Jaar 1 ISW. Samenvatting van de hoorcolleges van het vak 'Introductie maatschappijwetenschappen, de moderne samenleving.' Ik heb met deze samenvatting een 8,6 voor het tentamen gehaald. Bekijk ook eens mijn andere samenvattingen van keuzecursussen en verplichte vakken van de bachelor ISW :)
HC 1: Sociologie, cultuur en samenleving
4 februari 2020
Sociologie studie van sociale relaties tussen mensen, samenlevingen. Houdt zich bezig met de
vraag hoe samenlevingen gecreëerd worden, welke effecten ze hebben en wat er gebeurt als er
dingen veranderen.
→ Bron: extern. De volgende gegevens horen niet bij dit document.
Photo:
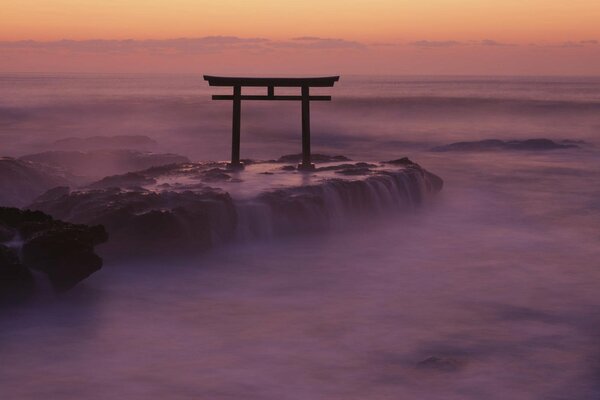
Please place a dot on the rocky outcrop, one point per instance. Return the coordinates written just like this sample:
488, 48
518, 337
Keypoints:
99, 163
142, 222
32, 240
171, 209
512, 145
22, 181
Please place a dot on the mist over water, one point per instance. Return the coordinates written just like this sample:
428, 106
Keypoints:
497, 278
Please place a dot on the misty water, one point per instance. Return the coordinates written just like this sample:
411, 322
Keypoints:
497, 278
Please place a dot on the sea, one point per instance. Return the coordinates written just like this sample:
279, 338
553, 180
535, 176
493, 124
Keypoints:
489, 292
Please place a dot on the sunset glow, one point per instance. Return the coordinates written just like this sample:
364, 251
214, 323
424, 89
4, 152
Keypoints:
534, 36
Kijken naar sociale structuren, processen en factoren in een samenleving.
Waarom is de samenleving zoals ie is? Afstand nemen van het eigen perspectief en de wereld
bekijken vanuit de sociologische verbeelding (Mills) waarbij je probeert achter de
vanzelfsprekendheden te kijken. Bijv. wat zit erachter dat sommige mensen rijk zijn en sommige
niet? Volgens Mills begrijpt de gemiddelde persoon niet dat zijn eigen problemen onderdeel zijn van
een groter geheel. Volgens hem moeten individuen hun beperkte perspectief beperken en moeten ze
de sociale verbeelding gebruiken om de grotere betekenis van onze ervaringen te begrijpen.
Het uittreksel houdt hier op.